Cascading Waters can be found at 135 Olean Street on the eastern edge of Worcester's northwest parklands, the Cascades. The Cascades are 350 acres of park and conservation lands along the borders of Worcester, Paxton, and Holden, Massachusetts. Home to countless species of plants and animals, the Cascades are open to passive recreation year-round.

Thursday, December 25, 2008

The Melt Ends

After a whole day and night of rain and warmth, the snow pack was greatly reduced this morning.

Consequently the Cascades Brook was way up to 9" even.
The second channel of the Cascades Brook was running, though lightly on flow.
The Cascades were running, but subdued.

Then the winds continued all day and took the warmth away bit by bit with them.

Things are definitely refrozen here.

But back to those winds last night late/this morning early....
They weren't exactly persistent so much as they were dramatic.

You could hear them coming a ways off.
They got louder and louder as they approached.
You could hear the trees take the force.
You could feel the Lodge take the force, and feel a stirring of a draft in the old section of the Lodge ever so gently inside.
The sound was real loud for a bit, and then it would pass, as if it were a single event, and all was still again.

This happened a few times that I was awake for.

It also took the covering straight off of the tipi.

Not just ripping out grommets, or pulling away from metal spikes in the ground,
but pulling the very pole (think some 14' and heavy) anchoring the covering up and away from the tipi itself!
You need to know that the tipi was set up with an eastward door opening (wind comes down the hill/cliff from the west typically), has an air space around the bottom to reduce stress on the covering, and possesses an overall inclination to the prevailing wind direction to help it fair better in high plains winds, yet the covering was nearly stripped away.

In defense of the Sioux model, we hadn't hunkered it down and tied off every possible support as we clearly would have were we staying in it as a shelter.

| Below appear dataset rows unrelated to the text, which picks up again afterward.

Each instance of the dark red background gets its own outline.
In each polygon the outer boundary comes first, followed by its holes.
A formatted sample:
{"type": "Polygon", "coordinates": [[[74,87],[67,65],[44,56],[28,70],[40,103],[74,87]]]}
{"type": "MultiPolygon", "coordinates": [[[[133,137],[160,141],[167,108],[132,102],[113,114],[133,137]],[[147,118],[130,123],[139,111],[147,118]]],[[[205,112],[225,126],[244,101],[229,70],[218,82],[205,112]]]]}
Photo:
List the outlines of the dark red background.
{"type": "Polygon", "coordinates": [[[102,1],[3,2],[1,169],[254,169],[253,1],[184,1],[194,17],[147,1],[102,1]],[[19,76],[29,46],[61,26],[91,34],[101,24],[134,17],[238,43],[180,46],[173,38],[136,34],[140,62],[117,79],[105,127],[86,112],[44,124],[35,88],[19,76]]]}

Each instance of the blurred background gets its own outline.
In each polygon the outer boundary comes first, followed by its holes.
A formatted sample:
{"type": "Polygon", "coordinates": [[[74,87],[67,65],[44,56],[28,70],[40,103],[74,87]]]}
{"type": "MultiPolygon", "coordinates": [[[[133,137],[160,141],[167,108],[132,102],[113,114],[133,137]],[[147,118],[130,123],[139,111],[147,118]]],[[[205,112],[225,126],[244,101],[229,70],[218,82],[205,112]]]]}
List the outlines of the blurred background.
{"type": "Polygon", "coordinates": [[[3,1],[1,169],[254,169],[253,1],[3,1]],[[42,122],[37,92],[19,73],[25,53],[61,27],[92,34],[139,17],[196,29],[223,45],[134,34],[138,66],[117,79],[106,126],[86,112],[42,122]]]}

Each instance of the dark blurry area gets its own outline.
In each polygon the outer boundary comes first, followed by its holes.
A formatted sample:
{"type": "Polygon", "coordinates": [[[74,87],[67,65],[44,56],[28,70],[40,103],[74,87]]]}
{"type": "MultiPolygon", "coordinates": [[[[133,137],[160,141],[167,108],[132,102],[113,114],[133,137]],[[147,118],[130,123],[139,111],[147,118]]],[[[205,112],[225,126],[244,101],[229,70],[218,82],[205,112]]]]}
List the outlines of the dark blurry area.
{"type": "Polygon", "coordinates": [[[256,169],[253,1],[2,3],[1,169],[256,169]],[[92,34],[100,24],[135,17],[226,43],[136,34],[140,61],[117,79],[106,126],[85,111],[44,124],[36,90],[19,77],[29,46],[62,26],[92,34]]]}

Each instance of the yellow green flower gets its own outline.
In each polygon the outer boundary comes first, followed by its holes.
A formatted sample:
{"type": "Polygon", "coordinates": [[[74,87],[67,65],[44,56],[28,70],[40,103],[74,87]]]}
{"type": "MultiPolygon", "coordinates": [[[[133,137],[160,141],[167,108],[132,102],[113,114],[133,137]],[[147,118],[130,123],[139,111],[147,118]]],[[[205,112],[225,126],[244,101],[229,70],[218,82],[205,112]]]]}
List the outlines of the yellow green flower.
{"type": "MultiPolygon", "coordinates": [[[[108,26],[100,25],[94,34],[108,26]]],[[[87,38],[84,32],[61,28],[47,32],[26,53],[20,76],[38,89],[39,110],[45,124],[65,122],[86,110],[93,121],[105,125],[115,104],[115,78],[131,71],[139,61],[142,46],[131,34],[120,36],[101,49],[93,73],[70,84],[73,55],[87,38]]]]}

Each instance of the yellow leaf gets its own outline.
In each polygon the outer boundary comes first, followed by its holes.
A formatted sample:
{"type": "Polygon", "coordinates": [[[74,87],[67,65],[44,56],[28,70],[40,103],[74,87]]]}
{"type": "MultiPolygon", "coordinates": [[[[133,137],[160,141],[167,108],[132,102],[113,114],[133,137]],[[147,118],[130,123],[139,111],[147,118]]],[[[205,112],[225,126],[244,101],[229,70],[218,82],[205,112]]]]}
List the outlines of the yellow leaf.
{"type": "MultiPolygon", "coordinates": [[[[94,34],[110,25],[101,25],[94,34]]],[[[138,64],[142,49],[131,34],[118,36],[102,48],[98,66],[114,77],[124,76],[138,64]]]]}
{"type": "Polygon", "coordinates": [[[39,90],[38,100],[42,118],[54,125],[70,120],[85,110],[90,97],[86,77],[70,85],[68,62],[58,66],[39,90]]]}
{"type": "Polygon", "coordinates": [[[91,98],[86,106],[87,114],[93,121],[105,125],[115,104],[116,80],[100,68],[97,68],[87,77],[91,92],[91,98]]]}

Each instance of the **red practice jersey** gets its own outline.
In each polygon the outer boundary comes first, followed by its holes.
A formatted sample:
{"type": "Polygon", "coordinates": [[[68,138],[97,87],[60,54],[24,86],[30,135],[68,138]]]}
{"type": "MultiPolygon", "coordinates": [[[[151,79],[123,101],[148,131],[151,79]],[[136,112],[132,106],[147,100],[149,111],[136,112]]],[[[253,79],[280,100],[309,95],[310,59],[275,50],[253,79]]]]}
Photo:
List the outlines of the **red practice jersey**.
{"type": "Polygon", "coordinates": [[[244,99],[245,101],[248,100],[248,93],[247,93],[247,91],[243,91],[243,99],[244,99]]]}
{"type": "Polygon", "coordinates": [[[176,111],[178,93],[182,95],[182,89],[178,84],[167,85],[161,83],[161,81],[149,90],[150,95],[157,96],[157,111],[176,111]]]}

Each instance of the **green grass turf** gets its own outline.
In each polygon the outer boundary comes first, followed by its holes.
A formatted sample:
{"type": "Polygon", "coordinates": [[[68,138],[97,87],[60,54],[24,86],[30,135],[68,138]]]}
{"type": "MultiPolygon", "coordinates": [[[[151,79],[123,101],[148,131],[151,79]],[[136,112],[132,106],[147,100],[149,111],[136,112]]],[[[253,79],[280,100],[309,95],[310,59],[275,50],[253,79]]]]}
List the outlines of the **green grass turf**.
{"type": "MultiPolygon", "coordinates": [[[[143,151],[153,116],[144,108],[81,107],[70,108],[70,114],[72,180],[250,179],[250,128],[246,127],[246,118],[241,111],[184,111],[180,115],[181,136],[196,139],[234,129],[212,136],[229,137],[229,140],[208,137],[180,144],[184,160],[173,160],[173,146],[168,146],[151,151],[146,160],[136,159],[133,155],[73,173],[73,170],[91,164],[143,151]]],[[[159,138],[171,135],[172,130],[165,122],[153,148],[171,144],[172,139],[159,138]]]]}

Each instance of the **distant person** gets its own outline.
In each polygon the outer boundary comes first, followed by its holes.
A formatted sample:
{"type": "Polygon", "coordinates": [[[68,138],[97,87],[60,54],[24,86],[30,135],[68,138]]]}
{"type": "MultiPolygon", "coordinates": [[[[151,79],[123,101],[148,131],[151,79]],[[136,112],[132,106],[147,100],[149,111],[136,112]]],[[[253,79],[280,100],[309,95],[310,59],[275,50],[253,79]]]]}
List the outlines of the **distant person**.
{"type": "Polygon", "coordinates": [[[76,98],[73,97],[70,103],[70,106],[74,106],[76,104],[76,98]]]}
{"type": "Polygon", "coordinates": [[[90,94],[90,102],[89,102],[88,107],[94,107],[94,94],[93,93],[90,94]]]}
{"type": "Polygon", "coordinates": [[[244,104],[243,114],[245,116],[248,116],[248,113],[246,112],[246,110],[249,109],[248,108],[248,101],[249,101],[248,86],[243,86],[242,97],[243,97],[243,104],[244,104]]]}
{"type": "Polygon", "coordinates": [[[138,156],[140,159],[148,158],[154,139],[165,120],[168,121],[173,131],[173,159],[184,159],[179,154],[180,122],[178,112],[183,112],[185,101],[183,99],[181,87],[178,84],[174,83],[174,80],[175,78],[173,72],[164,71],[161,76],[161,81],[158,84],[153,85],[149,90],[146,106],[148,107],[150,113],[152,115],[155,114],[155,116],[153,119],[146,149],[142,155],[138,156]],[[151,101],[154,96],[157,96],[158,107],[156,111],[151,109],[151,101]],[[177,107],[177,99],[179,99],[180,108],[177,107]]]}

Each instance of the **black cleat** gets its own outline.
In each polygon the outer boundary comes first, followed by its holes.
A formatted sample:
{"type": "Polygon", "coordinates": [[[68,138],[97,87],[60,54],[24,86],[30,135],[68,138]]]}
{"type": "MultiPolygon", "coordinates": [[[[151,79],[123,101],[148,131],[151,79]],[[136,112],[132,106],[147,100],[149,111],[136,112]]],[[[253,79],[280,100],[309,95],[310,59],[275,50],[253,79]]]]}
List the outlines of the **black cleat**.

Nevertheless, that was some wind that went through,
and weird in the way that it did.

Weather Conditions as of 9:03 a.m.:
41.4 degrees F and rising;
53% humidity and falling;
29.94" of mercury and rising.

1 comment:

Joe said...

If you look at the building codes, you'll find that an "open structure" (one with more than a certain percentage of one side open) can more than double the wind load- it ends up working like a parachute or umbrella- even more so when the structure is "flexible" like your tipi covering.

I'd suggest seeing if you can rig a "door" for it, and bringing the cover all the way to the ground.